Ich werd aber verrückt, weil sich der cronjob nicht speichern lässt. So gehe ich vor:

ssh login als "admin" und cd /home/web/
crontab -e
Bestehenden Eintrag ändern auf: 00 09,12,15 * * * /usr/iports/bin/wget https://user:pw@example.com/path/file > /path/.crondaily.txt
Mit CTRL+X beenden und speichern (in /tmp/), es kommt keine Fehlermeldung
crontab -l (hier sieht es noch korrekt aus)
crontab cronfile
crontab -l (hier ist dann der alte Stand, also nur 00)
Wo liegt der Fehler? Wenn ich es richtig verstehe, dann muss ich doch meine Änderung in /home/web/cronfile über den Befehl crontab cronfile ins "richtige" cronfile übertragen, oder?

Danke und Gruß
- Sebastian


----------



## EuroCent (17. Januar 2019)

Hst du dir das hier mal angeschaut: 11.3. cron(8) konfigurieren

PS: Was für eine FM bekommst du?


----------



## suntrop (17. Januar 2019)

Danke für den Link. Das hatte ich schon gelesen. Soweit sieht das doch auch aus, als hätte ich es richtig gemacht. Nur dort steht nichts vom Befehlt crontab cronfile. Das hatte ich an anderer Stelle gelesen, dass das ausgeführt werden muss. Wenn ich das nicht ausführe, dann bleibt zwar der eigentlich richtige Inhalt in cronfile, aber der cron wird nicht ausgeführt.

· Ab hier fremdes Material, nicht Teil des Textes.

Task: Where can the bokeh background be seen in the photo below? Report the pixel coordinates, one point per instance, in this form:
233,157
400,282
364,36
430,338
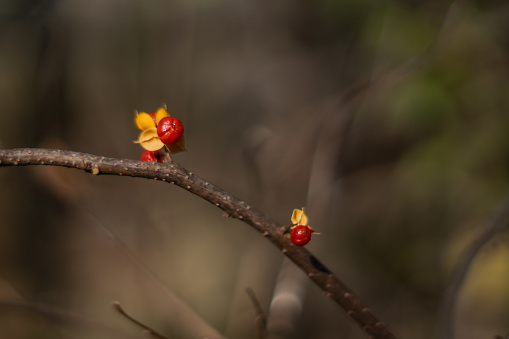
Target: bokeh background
399,176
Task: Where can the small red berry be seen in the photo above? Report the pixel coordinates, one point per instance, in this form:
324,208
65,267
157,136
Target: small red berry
156,156
170,130
300,235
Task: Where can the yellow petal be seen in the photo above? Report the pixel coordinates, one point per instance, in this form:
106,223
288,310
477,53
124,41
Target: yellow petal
144,121
149,140
179,146
299,217
161,113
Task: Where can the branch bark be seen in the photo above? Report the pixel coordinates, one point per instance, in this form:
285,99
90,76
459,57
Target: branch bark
236,208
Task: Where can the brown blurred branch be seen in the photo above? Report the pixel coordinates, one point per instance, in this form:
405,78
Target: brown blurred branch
232,206
150,330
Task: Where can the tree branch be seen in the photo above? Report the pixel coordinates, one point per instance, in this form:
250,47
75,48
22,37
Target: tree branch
175,174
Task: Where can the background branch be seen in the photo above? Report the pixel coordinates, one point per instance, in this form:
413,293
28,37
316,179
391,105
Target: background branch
236,208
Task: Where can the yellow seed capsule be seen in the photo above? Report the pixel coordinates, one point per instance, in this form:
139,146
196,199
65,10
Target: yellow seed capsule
149,140
299,217
161,113
144,121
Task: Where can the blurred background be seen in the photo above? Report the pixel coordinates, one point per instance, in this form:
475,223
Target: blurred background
399,176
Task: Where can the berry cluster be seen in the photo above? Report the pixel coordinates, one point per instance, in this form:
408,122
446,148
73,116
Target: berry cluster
300,232
158,130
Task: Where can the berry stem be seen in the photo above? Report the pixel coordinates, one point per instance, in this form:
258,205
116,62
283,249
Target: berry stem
332,286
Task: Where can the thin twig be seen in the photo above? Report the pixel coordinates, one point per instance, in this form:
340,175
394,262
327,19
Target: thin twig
499,223
153,332
232,206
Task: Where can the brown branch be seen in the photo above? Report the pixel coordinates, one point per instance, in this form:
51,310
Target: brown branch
175,174
150,330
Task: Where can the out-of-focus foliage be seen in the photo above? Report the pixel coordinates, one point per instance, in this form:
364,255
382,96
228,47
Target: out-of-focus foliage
398,178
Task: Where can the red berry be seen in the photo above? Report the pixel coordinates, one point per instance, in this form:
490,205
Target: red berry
300,235
170,130
156,156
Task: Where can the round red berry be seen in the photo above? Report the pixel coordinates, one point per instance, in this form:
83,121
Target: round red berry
170,130
156,156
300,235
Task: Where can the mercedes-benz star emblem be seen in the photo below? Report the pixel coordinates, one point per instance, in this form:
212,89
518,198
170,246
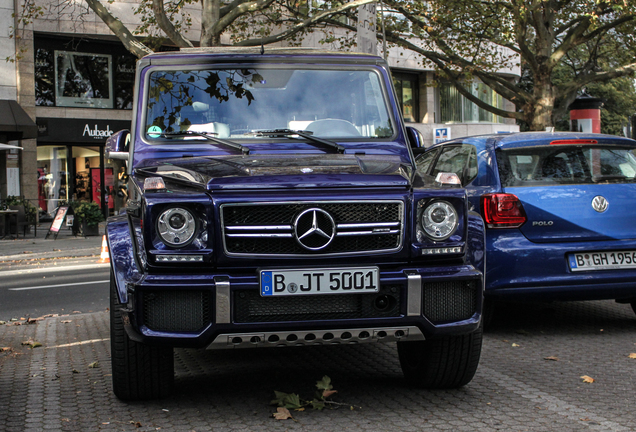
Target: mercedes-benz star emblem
599,204
314,229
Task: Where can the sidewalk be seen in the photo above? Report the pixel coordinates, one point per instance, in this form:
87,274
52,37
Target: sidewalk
39,248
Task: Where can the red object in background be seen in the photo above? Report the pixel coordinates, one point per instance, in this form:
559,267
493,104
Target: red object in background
585,114
96,187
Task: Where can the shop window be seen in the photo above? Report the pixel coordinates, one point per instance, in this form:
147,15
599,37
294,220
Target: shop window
87,74
83,80
406,86
455,108
52,177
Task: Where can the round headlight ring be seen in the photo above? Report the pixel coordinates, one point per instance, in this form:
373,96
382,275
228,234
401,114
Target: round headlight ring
439,220
176,226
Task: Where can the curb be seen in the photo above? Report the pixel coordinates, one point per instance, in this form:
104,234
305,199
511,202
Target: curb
77,253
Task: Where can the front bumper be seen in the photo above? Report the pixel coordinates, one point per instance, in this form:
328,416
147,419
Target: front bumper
226,311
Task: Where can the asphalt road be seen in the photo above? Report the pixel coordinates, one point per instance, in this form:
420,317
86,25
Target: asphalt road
530,378
34,291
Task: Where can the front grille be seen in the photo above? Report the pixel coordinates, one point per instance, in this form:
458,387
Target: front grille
176,311
250,307
268,229
450,301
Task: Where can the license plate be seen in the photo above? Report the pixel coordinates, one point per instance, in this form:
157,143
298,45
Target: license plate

Sorry, aber was meinst du mit FM?


----------



## EuroCent (17. Januar 2019)

Deine Fehlermeldung...
Du sagtest das dann eine Fehlermeldung erscheint...
Wie lautet denn die Fehlermeldung (FM)


----------



## suntrop (17. Januar 2019)

Nein, es kommt ja gerade keine Fehlermeldung.


----------



## zerix (23. Januar 2019)

Hi, 

wenn ich es richtig verstehe, möchtest du einen cronjob alle 6 Stunden ausführen, oder?
Warum versuchst du es nicht so für die Stunde */6 

Viele Grüße
Sascha


----------



## suntrop (23. Januar 2019)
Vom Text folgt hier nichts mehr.